Affordability is an important factor in the use of silicone oil. In most published studies, silicone oil with a viscosity of 5,000 cSt has been used, whereas we used 1,000 cSt silicone oil.
India is a developing nation, where the cost of 5,000 cSt silicone oil (approximately $100 USD) is prohibitively expensive compared to the cost of 1,000 cSt silicone oil (approximately $20 USD). In our experience, as shown in this study, 1,000 cSt silicone oil is as effective and safe as 5,000 cSt silicone oil for RD repair.
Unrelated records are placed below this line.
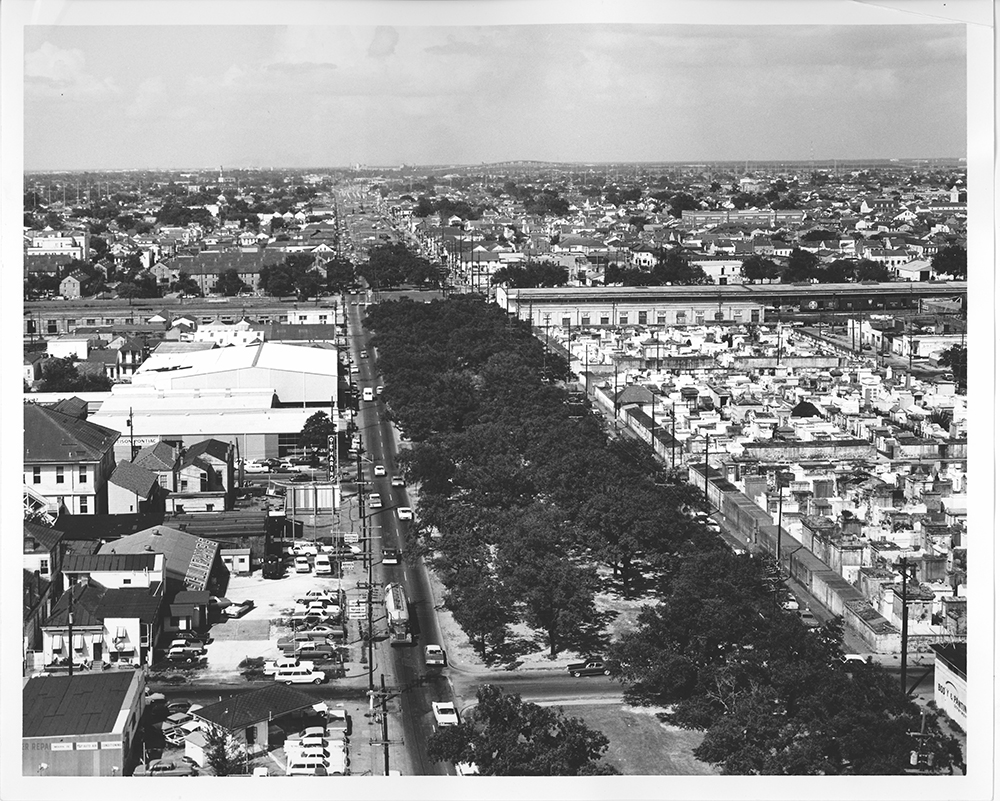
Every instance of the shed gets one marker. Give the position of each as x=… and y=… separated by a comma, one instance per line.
x=237, y=560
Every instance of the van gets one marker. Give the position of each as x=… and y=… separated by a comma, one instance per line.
x=303, y=674
x=306, y=766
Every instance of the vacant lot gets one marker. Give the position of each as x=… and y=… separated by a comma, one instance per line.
x=640, y=744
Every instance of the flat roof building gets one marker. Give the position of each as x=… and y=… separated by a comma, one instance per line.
x=82, y=725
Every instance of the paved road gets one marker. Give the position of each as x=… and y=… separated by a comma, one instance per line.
x=416, y=684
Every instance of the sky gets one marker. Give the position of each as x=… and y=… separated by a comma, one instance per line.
x=298, y=96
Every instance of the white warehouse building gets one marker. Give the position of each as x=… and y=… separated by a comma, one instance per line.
x=297, y=374
x=257, y=397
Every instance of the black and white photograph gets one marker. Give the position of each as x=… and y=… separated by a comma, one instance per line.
x=464, y=390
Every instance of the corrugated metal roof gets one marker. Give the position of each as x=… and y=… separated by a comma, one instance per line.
x=130, y=602
x=87, y=703
x=51, y=436
x=108, y=561
x=245, y=709
x=133, y=478
x=188, y=558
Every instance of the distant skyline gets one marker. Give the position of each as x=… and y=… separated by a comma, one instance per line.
x=171, y=97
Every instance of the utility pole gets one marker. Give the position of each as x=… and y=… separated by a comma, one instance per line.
x=907, y=571
x=673, y=435
x=781, y=506
x=69, y=644
x=385, y=726
x=706, y=466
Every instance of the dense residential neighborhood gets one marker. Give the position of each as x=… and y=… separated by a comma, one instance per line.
x=271, y=420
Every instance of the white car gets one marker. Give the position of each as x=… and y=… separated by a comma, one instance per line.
x=285, y=663
x=328, y=596
x=300, y=675
x=445, y=713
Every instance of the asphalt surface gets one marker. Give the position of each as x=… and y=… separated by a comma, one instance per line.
x=415, y=685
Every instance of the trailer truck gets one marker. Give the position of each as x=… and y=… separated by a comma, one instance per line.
x=397, y=610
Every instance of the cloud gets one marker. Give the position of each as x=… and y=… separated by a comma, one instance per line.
x=384, y=42
x=52, y=71
x=454, y=47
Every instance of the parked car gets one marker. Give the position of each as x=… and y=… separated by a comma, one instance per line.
x=445, y=713
x=327, y=596
x=182, y=654
x=273, y=567
x=316, y=651
x=291, y=642
x=808, y=619
x=325, y=631
x=240, y=609
x=285, y=663
x=592, y=667
x=300, y=675
x=190, y=635
x=166, y=767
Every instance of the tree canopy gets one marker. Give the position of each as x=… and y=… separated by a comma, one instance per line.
x=952, y=260
x=505, y=736
x=62, y=375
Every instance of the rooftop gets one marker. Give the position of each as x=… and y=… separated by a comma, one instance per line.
x=87, y=703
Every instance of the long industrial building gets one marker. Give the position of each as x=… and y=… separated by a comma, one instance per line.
x=565, y=307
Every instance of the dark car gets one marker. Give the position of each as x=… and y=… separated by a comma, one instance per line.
x=592, y=667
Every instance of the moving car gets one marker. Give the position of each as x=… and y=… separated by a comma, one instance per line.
x=445, y=713
x=592, y=667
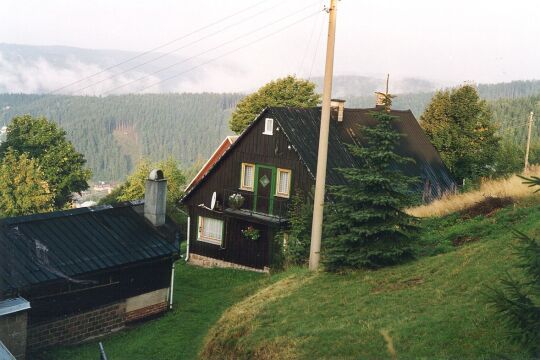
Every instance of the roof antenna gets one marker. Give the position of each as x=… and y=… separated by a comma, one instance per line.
x=385, y=99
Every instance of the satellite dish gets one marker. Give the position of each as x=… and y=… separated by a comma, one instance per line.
x=213, y=202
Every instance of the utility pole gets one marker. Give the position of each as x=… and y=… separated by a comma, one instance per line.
x=320, y=180
x=528, y=142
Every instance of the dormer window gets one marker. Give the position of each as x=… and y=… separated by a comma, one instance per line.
x=268, y=126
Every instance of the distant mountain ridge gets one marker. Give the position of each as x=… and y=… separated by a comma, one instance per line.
x=41, y=69
x=113, y=132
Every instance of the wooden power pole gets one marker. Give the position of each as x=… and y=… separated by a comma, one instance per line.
x=528, y=142
x=320, y=180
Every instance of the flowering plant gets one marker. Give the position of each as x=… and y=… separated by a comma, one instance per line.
x=251, y=233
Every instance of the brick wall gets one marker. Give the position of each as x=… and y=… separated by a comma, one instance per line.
x=205, y=261
x=78, y=327
x=146, y=311
x=13, y=333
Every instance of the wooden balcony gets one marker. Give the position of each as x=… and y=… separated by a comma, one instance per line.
x=251, y=207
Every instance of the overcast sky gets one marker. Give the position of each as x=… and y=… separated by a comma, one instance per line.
x=444, y=40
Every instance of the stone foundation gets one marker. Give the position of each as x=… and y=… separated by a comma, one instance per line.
x=78, y=327
x=205, y=261
x=96, y=322
x=13, y=333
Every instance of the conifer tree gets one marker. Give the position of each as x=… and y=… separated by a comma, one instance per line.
x=517, y=301
x=365, y=226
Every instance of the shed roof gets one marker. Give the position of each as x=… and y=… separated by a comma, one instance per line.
x=66, y=244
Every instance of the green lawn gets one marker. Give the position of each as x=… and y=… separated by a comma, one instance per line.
x=432, y=308
x=200, y=297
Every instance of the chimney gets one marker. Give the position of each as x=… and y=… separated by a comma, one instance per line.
x=338, y=105
x=155, y=198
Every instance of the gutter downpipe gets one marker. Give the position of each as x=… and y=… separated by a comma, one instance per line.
x=187, y=246
x=171, y=287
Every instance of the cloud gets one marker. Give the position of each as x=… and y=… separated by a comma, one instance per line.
x=40, y=75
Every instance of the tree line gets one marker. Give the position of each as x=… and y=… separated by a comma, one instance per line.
x=185, y=127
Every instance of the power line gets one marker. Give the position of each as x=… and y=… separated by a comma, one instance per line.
x=227, y=53
x=307, y=45
x=215, y=48
x=510, y=128
x=179, y=48
x=316, y=51
x=160, y=46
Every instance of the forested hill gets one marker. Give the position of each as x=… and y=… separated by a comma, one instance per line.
x=113, y=132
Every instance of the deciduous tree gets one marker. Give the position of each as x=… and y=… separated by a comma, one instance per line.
x=134, y=187
x=46, y=143
x=459, y=125
x=24, y=189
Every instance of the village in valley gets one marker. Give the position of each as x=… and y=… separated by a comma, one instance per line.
x=240, y=189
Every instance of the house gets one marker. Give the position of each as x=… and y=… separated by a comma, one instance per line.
x=246, y=194
x=69, y=275
x=221, y=149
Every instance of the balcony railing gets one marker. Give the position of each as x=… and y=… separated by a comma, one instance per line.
x=275, y=209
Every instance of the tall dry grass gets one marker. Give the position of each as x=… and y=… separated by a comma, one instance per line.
x=512, y=187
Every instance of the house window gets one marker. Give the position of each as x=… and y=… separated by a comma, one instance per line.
x=268, y=126
x=210, y=230
x=283, y=187
x=248, y=176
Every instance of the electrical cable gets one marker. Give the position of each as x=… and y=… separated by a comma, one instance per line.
x=316, y=51
x=226, y=53
x=212, y=49
x=160, y=46
x=179, y=48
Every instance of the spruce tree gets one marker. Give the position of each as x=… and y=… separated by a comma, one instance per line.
x=365, y=226
x=517, y=301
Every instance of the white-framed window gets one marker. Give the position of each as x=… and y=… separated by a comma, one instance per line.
x=210, y=230
x=283, y=186
x=268, y=126
x=247, y=179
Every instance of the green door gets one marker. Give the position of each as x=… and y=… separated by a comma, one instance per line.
x=265, y=186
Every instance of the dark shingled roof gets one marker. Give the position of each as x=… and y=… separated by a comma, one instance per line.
x=302, y=126
x=65, y=244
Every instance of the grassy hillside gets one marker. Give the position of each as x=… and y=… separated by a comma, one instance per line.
x=433, y=307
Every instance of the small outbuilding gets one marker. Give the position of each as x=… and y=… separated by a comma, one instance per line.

1. Honavar SG, Goyal M, Majji AB, Sen PK, Naduvilath T, Dandona L. Glaucoma after pars plana vitrectomy and silicone oil injection for complicated retinal detachment. Ophthalmology. 1999;117:189-195.
2. Nguyen QH, Lloyd MA, Heuer DK, et al. Incidence and management of glaucoma after silicone oil injection after complicated retinal detachment. Ophthalmology. 1992;99:1520-1526.
3. Belington BM, Leaver PK. Vitrectomy and fluid/silicone oil exchange for giant retinal tears: results at 18 months. Graefes Arch Clin Exp Ophthalmol. 1986;224:7-10.
4. Henderer JD, Budenz DL, Flynn HW Jr, Schiffman JC, Feuer WJ, Murray TG. Elevated intraocular pressure and hypotony after silicone oil retinal tamponade for complex retinal detachment: Incidence and risk factors. Arch Ophthalmol. 1999;117:189-195.